Each matter shall be decided by an ordinary majority vote unless otherwise explicitly decided. In the event of a tied vote the meeting chair shall have the casting vote even if the meeting chair does not have the right to vote. A tied vote in an election shall be decided by drawing lots. Votes shall be cast in writing if one member so requests.
At the ordinary General Meeting the following matters shall be considered and decided:
1. Approval of the income statement, balance sheet and annual report for the previous year.
2. The budget for the current year.
3. Membership fee and contribution for the current year.
4. Election of Board members and their personal deputies. The Chair of the Board of Directors and the Deputy Chair shall be elected by the General Meeting by separate election for a term of two years.
5. Election of an auditor.
6. Election of a Nominating Committee consisting of no more than four persons, one of whom shall be elected as chair of the committee. The General Meeting shall adopt instructions for the Nominating Committee based on a proposal by the Board of Directors.

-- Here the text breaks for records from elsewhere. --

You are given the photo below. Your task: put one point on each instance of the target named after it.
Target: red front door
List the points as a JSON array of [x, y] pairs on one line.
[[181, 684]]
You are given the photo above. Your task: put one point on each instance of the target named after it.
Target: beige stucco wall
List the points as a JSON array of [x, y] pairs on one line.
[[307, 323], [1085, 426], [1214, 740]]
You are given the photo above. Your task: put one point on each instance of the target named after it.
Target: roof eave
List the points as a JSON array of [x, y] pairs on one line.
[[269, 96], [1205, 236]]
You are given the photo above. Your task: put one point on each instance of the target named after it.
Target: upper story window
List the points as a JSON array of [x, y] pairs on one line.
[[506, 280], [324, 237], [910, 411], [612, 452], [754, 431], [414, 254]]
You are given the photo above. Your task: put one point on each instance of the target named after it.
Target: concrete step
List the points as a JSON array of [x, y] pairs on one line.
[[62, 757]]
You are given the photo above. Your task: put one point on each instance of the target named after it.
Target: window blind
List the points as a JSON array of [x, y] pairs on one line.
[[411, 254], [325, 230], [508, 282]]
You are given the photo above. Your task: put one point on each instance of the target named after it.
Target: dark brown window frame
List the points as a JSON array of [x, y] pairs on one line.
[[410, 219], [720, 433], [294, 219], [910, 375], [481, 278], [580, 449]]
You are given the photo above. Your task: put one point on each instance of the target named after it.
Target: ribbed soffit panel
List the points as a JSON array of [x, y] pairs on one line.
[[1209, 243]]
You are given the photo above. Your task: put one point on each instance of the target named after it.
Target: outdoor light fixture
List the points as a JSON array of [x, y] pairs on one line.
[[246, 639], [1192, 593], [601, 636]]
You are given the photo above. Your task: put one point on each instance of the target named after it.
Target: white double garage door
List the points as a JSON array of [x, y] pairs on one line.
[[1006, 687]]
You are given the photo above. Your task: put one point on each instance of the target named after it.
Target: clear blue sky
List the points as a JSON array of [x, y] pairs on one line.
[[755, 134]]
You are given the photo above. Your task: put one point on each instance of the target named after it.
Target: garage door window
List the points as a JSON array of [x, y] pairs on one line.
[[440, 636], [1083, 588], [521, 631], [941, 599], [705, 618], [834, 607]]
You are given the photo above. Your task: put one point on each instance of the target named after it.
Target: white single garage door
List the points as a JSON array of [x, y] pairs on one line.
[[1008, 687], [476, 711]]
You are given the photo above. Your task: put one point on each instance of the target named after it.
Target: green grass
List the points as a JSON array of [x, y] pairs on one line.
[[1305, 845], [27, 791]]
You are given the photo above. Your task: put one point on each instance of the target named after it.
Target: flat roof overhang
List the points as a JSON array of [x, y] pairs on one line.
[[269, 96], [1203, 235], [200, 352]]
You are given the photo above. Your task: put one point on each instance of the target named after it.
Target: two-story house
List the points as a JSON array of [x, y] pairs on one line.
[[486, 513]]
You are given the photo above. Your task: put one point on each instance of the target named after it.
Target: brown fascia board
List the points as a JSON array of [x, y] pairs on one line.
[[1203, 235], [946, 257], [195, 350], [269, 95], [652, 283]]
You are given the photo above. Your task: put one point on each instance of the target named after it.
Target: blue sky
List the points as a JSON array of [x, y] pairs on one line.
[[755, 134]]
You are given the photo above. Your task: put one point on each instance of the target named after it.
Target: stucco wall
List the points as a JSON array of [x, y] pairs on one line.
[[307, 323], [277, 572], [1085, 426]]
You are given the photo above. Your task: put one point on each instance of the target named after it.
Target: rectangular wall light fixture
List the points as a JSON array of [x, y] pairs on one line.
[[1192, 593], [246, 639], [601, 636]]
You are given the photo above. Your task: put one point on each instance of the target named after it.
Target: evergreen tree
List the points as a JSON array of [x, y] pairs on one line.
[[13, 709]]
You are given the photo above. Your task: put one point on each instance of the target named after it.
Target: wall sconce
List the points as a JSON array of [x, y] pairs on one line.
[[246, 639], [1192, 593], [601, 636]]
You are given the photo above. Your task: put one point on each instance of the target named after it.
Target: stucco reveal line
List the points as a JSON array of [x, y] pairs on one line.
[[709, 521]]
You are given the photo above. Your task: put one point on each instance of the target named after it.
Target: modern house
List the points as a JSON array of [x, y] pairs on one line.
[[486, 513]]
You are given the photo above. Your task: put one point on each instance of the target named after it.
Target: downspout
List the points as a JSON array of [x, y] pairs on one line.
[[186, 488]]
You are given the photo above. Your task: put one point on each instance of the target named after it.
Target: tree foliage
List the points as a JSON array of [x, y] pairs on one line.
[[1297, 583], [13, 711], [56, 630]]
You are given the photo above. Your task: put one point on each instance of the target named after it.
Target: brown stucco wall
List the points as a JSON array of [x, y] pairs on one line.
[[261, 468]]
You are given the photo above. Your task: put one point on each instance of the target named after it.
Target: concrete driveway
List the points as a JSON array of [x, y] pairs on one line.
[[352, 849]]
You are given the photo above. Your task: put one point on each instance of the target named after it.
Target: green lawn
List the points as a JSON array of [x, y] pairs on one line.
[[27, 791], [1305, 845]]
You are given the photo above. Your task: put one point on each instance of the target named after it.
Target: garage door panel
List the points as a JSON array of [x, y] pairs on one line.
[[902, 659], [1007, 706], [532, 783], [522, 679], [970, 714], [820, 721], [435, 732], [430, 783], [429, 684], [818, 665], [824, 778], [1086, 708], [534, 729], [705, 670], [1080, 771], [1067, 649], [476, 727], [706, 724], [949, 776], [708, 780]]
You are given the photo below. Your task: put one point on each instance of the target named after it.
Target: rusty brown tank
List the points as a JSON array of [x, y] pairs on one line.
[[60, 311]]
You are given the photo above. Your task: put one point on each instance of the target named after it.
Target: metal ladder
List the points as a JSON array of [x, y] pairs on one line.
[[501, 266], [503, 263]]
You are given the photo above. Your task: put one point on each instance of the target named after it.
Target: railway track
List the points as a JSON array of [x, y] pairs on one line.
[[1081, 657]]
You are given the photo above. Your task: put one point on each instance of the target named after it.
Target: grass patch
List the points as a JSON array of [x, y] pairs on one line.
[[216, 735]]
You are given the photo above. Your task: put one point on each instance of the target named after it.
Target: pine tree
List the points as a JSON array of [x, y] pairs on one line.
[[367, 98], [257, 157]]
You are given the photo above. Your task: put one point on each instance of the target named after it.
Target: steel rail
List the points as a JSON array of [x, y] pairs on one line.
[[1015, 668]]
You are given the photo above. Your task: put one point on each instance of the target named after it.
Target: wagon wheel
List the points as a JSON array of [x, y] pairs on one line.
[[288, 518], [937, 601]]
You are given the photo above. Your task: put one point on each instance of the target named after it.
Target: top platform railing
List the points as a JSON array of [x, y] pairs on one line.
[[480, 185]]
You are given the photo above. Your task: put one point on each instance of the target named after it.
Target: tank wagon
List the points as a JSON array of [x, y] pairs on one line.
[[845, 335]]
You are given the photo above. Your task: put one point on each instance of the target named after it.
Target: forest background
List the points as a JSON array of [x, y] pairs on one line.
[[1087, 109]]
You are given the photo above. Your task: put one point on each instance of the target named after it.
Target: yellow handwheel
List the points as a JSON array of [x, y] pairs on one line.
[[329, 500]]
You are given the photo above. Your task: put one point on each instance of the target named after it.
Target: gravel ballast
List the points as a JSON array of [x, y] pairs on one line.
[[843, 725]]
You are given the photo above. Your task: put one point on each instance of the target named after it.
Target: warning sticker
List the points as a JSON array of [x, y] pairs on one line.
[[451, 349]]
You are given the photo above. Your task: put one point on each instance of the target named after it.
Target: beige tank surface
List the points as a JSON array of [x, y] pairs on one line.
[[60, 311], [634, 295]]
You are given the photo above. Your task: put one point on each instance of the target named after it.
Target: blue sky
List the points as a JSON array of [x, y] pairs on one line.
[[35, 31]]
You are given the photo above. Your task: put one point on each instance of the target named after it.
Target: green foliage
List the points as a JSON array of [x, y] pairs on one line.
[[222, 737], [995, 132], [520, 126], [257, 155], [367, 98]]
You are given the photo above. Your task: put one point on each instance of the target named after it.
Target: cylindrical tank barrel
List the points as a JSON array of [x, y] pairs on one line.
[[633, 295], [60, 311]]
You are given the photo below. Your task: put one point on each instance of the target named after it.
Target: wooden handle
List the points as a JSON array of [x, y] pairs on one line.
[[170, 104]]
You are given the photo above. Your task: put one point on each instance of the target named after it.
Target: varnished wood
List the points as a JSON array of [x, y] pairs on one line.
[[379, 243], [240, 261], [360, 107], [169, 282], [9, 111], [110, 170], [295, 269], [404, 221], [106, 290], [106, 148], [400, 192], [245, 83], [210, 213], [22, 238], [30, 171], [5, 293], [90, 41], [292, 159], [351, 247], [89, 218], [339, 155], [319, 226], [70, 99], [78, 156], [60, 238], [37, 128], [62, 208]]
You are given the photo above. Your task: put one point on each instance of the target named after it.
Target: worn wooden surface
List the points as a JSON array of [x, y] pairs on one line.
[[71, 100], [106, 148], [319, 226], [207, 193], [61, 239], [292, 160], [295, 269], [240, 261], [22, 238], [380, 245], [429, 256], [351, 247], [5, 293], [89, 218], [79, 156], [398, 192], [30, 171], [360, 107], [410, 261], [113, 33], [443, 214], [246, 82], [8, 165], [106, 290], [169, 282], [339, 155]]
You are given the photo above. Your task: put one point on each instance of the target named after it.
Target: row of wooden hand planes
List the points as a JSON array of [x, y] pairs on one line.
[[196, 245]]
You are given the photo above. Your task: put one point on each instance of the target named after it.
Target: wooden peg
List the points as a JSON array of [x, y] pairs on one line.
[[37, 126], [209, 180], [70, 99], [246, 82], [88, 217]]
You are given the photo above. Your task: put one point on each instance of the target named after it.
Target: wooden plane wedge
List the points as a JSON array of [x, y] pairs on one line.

7. Any other matters specified in the notice of the General Meeting.
Only persons employed by a member at a high management level are eligible for office under subparagraphs 4 and 6 above. If the person elected resigns from its position as the member's employee, the office shall immediately cease to exist and a new election shall be held as soon as possible.
Only such matters as are mentioned in the notice of the General Meeting may be considered at the General Meeting. Proposals for matters that members wish to be considered at the ordinary General Meeting must have been received by the Board of Directors at least four weeks before the General Meeting.
An extraordinary General Meeting shall be held whenever the Board of Directors finds it advisable, or when such a meeting is demanded by the auditor or at least four members to consider a specific matter. In all other respects, the same rules apply as for an ordinary General Meeting.